Last thing in kernel is automatic page migration (by the way, this is something I am really looking forward to measure). What is it about in a few words? When a thread is migrated on UMA system, its distance to the memory is not changed. However, when it is migrated to different node on NUMA system, it suddenly has the memory much farer. So, obvious remedy is to migrate the memory as well. However, copying huge amount of memory takes some time and it also may not be the best solution for multi threaded programs. Thus, I implemented something that could be called lazy migration: the pages are simply marked as not present and when they are accessed, the are migrated if necessary. As I stated at the beginning of this paragraph, I am very itchy about this and I will definitely write about this more.
And that is all for the kernel side. Still is missing some better load balancing that respects the fact that it is more expensive to migrate thread to different node. And, of course, I need to do some benchmarking. That will be real fun because I do not have many ideas how to create fair benchmarks that would measure performance gains and losses when the difference between accessing local and remote memory is almost imperceptible.

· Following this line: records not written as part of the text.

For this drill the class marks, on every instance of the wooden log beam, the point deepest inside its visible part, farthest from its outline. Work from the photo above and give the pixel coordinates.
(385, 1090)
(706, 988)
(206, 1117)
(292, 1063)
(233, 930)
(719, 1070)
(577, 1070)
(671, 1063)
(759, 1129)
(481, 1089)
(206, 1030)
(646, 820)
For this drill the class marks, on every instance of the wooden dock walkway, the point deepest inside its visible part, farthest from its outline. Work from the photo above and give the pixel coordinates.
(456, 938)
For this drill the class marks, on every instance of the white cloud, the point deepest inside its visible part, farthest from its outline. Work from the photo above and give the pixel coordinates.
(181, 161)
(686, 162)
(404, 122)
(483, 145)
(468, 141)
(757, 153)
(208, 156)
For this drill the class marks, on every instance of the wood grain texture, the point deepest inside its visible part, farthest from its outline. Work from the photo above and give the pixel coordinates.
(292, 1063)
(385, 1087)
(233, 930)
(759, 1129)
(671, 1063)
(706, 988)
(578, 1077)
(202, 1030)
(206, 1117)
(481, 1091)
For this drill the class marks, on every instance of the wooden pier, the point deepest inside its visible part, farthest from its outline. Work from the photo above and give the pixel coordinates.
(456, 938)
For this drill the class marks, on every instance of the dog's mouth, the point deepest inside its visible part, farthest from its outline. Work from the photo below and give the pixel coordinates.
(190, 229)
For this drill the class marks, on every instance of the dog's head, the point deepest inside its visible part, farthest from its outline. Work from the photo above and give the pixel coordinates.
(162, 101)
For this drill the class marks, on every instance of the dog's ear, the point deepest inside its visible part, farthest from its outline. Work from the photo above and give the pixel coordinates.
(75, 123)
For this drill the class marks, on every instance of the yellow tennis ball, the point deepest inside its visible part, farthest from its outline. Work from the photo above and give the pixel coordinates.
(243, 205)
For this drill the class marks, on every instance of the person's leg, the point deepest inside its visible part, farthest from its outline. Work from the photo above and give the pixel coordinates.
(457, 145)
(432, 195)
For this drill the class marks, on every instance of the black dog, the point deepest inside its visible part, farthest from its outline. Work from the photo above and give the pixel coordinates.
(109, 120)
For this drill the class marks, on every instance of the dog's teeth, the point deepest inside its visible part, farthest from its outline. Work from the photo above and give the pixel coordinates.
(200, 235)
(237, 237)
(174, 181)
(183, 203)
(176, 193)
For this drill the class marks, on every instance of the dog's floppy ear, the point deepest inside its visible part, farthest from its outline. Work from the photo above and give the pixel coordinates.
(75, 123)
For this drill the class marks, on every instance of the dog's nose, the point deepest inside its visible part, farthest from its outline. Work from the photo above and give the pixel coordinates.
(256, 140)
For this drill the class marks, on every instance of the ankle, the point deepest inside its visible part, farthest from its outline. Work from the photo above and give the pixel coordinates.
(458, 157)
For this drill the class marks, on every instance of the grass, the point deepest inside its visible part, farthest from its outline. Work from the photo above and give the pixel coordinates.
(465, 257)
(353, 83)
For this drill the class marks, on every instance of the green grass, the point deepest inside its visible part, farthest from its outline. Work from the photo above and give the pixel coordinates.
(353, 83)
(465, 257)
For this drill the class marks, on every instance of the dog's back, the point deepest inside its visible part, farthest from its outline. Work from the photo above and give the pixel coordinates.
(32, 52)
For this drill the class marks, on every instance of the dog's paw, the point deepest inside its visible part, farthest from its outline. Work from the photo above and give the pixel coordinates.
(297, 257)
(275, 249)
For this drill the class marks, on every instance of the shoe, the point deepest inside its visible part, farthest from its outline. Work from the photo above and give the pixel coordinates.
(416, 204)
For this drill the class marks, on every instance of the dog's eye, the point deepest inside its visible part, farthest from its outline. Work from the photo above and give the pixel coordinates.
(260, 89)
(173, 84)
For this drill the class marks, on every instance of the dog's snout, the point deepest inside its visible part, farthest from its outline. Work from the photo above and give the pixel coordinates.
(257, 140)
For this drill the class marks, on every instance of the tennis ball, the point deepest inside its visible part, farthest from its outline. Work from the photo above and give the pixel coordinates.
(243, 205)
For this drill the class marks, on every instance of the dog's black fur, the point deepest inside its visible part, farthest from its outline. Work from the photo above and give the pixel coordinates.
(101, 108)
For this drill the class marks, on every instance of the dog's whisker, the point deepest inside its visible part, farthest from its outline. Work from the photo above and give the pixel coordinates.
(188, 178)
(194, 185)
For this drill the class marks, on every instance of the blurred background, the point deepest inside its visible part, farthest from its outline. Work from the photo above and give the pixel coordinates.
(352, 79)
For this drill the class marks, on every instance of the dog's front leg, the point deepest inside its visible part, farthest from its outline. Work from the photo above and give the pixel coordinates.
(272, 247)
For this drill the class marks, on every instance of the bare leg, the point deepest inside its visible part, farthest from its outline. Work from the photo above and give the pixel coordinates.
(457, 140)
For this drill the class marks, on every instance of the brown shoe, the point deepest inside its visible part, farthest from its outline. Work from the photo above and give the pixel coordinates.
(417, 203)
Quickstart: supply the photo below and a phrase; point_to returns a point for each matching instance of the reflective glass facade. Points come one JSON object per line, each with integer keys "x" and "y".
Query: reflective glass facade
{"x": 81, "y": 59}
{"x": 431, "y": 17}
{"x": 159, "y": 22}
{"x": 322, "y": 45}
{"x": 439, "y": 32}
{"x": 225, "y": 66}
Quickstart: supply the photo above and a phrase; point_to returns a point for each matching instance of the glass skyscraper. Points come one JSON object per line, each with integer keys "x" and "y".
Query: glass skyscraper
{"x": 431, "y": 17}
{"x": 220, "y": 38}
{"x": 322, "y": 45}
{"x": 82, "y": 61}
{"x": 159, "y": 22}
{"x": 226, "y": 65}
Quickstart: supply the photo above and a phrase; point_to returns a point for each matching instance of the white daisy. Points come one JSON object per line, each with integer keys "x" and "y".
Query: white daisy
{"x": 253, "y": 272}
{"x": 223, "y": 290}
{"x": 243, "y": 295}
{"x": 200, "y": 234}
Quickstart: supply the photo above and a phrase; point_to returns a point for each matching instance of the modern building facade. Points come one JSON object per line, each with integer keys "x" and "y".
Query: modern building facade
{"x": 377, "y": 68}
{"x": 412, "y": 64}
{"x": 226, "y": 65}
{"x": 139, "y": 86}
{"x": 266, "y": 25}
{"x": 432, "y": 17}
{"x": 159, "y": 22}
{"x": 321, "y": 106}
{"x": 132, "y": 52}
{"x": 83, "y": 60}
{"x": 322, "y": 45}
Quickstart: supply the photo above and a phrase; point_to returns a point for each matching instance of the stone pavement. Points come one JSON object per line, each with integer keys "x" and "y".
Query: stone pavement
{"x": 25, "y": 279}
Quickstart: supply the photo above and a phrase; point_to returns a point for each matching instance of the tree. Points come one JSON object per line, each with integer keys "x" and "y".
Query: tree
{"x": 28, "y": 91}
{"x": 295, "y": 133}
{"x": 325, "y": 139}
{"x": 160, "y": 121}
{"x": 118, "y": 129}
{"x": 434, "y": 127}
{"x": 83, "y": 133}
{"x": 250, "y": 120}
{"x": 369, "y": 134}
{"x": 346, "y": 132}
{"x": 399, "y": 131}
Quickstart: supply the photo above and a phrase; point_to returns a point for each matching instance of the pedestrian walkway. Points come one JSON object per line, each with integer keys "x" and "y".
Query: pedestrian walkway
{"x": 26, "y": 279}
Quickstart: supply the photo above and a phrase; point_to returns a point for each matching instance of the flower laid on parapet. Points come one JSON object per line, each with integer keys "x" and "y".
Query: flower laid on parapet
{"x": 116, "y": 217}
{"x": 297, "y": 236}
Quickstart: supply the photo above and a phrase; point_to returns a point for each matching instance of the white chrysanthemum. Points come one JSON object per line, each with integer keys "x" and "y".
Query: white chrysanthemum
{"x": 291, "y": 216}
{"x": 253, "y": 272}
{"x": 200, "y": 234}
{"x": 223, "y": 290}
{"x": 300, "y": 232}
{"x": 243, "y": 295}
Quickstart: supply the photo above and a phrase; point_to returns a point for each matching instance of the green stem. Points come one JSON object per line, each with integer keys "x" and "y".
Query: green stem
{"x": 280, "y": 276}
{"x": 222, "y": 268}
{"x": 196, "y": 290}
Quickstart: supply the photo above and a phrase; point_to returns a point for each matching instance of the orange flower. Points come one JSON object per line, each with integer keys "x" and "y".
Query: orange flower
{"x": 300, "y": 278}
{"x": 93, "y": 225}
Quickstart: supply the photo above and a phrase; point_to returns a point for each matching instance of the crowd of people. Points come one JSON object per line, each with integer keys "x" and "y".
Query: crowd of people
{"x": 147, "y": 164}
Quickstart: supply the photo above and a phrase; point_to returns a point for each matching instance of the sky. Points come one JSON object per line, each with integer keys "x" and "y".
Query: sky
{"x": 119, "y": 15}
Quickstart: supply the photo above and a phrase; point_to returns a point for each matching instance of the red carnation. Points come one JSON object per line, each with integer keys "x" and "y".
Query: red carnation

For userspace, there is almost complete port of libnuma API (the one from Linux). The implementation was written from scratch, but the API shall be compatible with the Linux version. There are, of course, some changes due to fact that Linux expects process tree (i.e. the relation parent/child process is well defined and widely used) but the core works. If you want to see it, the already mentioned
numa application has several tests and samples to show what is ready. What is still missing is port of the
numactl(1) that is used to set policies and affinities of new tasks. The problem is again that it expects
exec() style of launching new tasks. This will be probably solved by adding some optional methods to the loader.
Uff, that is all for now. I will try to write some kind of "progress report" on regular basis.